De acordo com Hila (2009), algumas vezes, a dificuldade que o professor encontra em trabalhar com gêneros textuais deve-se ao fato de o mesmo desconhecer bases teóricas que dão conta de explorar esses tópicos. Isso explica, em parte, a vulnerabilidade do docente em considerar que as aulas podem ir além do uso do texto, e não apenas para a identificação de conteúdos gramaticais.
Além disso, o trabalho com gêneros textuais, segundo Köche e Marinello (2015), traz benefícios para o estudante, visto que é uma oportunidade significativa de explorar o ensino da linguagem em seus diferentes usos no cotidiano dos alunos. Nesse sentido, a proposta é que se desenvolva, na aula de Língua Portuguesa, um ensino de leitura mediado pelo professor, priorizando as estratégias e os conhecimentos que são mobilizados no processamento textual no momento da leitura, considerando, assim, a compreensão do estudante sobre o tema e gênero a ser trabalhado.
Neste artigo, apresenta-se uma análise de uma atividade com o gênero tirinha, proposta pelo livro didático intitulado Português Linguagens, de Cereja e Magalhães (2012), destinado a alunos do 7º ano do Ensino Fundamental, partindo dos preceitos da LT. A escolha da atividade ocorreu por ela estar presente em um livro utilizado em sala de aula com os estudantes durante as aulas de Língua Portuguesa. Ressalta-se que, ao selecionar a atividade, considerou-se o conteúdo bastante pertinente na aprendizagem - verbos, conteúdo este que gera dificuldade na compreensão e é considerado, pelos alunos, como um conteúdo difícil. Acredita-se que a ampliação da atividade permitirá explorá-la na interpretação, na gramática e na leitura, deixando o conteúdo supracitado mais atraente aos estudantes. Assim, focou-se no ensino da leitura, a partir de um gênero textual, tirinha, considerando a habilidade dos alunos e os conhecimentos de leitura, propostos pela LT.

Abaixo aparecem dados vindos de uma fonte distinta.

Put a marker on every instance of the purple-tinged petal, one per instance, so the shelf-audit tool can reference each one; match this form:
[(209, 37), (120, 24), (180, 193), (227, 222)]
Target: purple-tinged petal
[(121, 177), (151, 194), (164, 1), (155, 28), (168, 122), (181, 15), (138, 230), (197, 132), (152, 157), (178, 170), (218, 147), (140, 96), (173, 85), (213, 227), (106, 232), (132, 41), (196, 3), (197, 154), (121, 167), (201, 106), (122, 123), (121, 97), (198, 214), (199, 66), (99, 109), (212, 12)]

Destaca-se que a leitura, assim como a gramática e a produção escrita, é um tópico muito importante a ser explorado nas aulas de Língua Portuguesa e, de acordo com os Parâmetros Curriculares Nacionais de Língua Portuguesa (PCNS):
[...] é um processo no qual o leitor realiza um trabalho ativo de construção de significado do texto, a partir de seus objetivos, do conhecimento sobre o assunto, sobre o autor, de tudo o que sabe sobre a língua: características do gênero, do portador, do sistema de escrita, etc. [...] Uma prática constante de leitura na escola deve admitir “leituras”. Pois outra concepção que deve ser superada é o mito da interpretação única, fruto do pressuposto de que o significado está no texto. O significado, no entanto, constrói-se pelo esforço de interpretação do leitor a partir não só do que está escrito, mas do conhecimento que traz para o texto (BRASIL, 1998, p. 15).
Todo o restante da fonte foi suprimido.